Bug 235456

Summary: [maintainer update] japanese/mh: Fix man pages breakage on FreeBSD 11.x and later
Product: Ports & Packages Reporter: WATANABE Kazuhiro <CQG00620>
Component: Individual Port(s)Assignee: Kurt Jaeger <pi>
Status: Closed FIXED    
Severity: Affects Some People CC: pi, schwarze
Priority: --- Flags: pi: maintainer-feedback+
pi: merge-quarterly+
Version: Latest   
Hardware: Any   
OS: Any   
Attachments:
Description Flags
A patch for japanese/mh
none
The groff output of mh(1) man page without the patch
none
The mandoc output of mh(1) man page without the patch
none
The mandoc output of mh(1) man page with the patch
none
poudriere testport log on FreeBSD 12.0 without the patch
none
poudriere testport log on FreeBSD 12.0 with the patch
none
Correct mandoc output under C locale.
none
Correct mandoc output under ja_JP.UTF-8 locale.
none
Incorrect mandoc output under ja_JP.eucJP locale on 11.2-RELEASE.
none
Incorrect mandoc output under ja_JP.SJIS locale on 11.2-RELEASE. none

Description WATANABE Kazuhiro 2019-02-03 08:56:23 UTC
On recent FreeBSD, japanese/mh's man pages has been broken with mandoc,
the default man page formatter since 11.0-RELEASE.
Because the man pages uses some features that is not supported by mandoc.
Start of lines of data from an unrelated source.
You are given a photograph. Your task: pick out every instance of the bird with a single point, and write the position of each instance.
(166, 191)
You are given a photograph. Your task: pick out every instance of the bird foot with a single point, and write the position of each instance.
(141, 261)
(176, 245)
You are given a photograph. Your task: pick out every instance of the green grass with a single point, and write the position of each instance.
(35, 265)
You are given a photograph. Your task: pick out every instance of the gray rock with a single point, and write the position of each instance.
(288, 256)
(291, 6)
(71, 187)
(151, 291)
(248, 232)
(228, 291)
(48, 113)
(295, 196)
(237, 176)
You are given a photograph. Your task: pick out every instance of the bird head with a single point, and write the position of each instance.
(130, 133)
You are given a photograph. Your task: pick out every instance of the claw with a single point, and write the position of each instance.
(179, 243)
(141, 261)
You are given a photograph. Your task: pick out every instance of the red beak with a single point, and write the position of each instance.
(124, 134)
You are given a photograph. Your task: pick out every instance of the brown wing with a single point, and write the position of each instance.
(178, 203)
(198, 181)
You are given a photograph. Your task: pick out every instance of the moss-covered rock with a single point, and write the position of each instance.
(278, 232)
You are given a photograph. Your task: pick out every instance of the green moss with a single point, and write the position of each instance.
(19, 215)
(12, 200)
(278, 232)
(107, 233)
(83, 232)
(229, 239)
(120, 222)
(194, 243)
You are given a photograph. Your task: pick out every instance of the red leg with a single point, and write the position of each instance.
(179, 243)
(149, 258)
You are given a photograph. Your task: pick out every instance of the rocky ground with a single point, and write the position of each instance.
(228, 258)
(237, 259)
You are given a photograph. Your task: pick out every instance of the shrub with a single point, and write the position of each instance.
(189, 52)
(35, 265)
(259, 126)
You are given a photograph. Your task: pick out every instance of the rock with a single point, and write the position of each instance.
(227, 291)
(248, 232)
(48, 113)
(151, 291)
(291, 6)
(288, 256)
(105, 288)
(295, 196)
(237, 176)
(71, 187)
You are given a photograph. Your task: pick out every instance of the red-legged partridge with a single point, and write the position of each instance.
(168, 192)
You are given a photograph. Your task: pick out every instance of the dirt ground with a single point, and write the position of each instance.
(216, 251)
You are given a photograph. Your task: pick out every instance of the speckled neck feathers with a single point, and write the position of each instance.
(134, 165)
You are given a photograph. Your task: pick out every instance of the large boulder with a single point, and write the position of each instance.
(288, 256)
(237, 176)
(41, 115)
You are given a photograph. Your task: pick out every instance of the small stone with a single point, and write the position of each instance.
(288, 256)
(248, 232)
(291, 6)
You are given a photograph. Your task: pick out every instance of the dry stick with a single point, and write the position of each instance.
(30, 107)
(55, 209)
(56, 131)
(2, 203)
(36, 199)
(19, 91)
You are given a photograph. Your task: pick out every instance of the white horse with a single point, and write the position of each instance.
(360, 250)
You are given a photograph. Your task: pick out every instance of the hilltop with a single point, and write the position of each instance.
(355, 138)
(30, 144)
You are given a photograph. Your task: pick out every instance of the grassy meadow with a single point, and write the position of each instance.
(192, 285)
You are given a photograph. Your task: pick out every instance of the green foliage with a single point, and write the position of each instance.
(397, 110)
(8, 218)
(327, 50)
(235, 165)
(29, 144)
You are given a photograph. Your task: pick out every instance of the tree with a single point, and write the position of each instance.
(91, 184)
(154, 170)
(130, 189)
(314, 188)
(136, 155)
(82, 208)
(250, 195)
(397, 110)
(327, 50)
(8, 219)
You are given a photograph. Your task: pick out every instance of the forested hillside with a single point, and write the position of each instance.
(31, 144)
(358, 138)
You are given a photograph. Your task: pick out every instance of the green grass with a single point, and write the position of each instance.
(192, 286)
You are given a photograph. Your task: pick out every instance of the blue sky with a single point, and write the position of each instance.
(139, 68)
(1) The man pages uses .fc macro which is not supported by mandoc.

(2) Some man pages uses .so macro with an absolute file path.
    Mandoc's .so macro only supports a file in the current directory.
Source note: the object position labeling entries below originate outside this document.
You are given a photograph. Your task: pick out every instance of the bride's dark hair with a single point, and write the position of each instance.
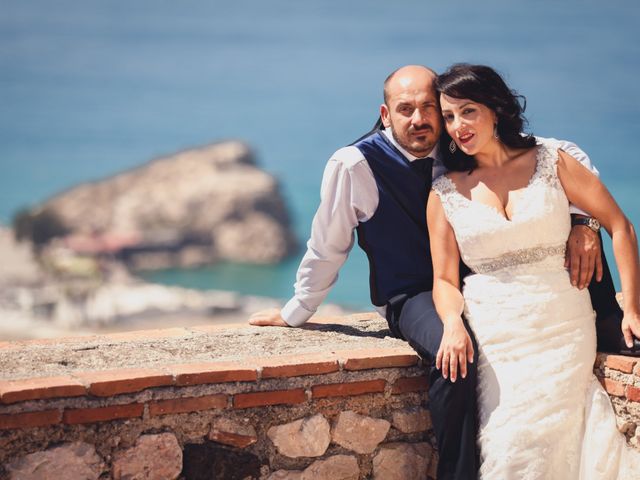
(484, 85)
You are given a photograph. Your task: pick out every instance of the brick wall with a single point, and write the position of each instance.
(349, 413)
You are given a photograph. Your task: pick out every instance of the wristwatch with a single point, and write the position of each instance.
(590, 222)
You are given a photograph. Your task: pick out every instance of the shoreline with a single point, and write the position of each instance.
(35, 304)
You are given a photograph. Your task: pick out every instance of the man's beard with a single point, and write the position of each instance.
(424, 150)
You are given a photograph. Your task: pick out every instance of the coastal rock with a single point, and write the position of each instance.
(72, 460)
(307, 437)
(154, 457)
(359, 433)
(399, 461)
(229, 432)
(191, 208)
(412, 419)
(285, 475)
(338, 467)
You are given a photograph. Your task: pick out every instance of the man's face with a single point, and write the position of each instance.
(412, 111)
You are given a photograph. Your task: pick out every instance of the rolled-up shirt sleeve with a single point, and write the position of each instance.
(348, 195)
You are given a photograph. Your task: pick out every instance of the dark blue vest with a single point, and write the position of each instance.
(395, 239)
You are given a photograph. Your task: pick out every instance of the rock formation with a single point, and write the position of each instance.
(192, 208)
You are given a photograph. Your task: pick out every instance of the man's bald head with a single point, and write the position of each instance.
(411, 110)
(405, 75)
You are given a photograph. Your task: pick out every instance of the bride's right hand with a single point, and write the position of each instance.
(455, 350)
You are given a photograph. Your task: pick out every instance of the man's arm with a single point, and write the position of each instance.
(584, 250)
(348, 195)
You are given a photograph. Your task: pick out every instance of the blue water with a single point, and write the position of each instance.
(89, 88)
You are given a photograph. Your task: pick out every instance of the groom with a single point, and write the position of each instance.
(379, 187)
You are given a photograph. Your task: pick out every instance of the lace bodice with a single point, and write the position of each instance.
(534, 238)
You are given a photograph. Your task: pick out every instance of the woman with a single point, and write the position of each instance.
(504, 210)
(3) Local macro definitions has a trailing whitespace and comment.
    For example:

     .de De  \" Defaults section

    Mandoc ignores these definitions unless the trailing component has
    been removed.  Mandoc's '.de' only accepts a macro name.

(4) The man pages uses \*(lq and \*(rq macros which is not displayed anything
    with mandoc on a tty terminal other than UTF-8 locale.

(5) Many of whitespace in a quoted strings is escaped by backslash.
    The escaped character is not displayed with mandoc.

    For example, "PROFILE\ COMPONENTS" is displayed 'PROFILECOMPONENTS'

How to fix:

(1) Remove the .fc macro and delimiter character.
    Replace the padding character to TAB character.
    (patch-conf_doc_tmac.h and patch-conf_doc_me2man.sed)

(2) Replace the .so macro to the specified file contents.
    (patch-conf_makefiles_doc and an AWK script in Makefile)

(3) Remove the trailing components from the macro name (patch-conf_doc_tmac.h).

(4) Define local macros such as '.ds lq \&"'.  This idea is taken from
    the top(1) man page. (patch-conf_doc_tmac.h)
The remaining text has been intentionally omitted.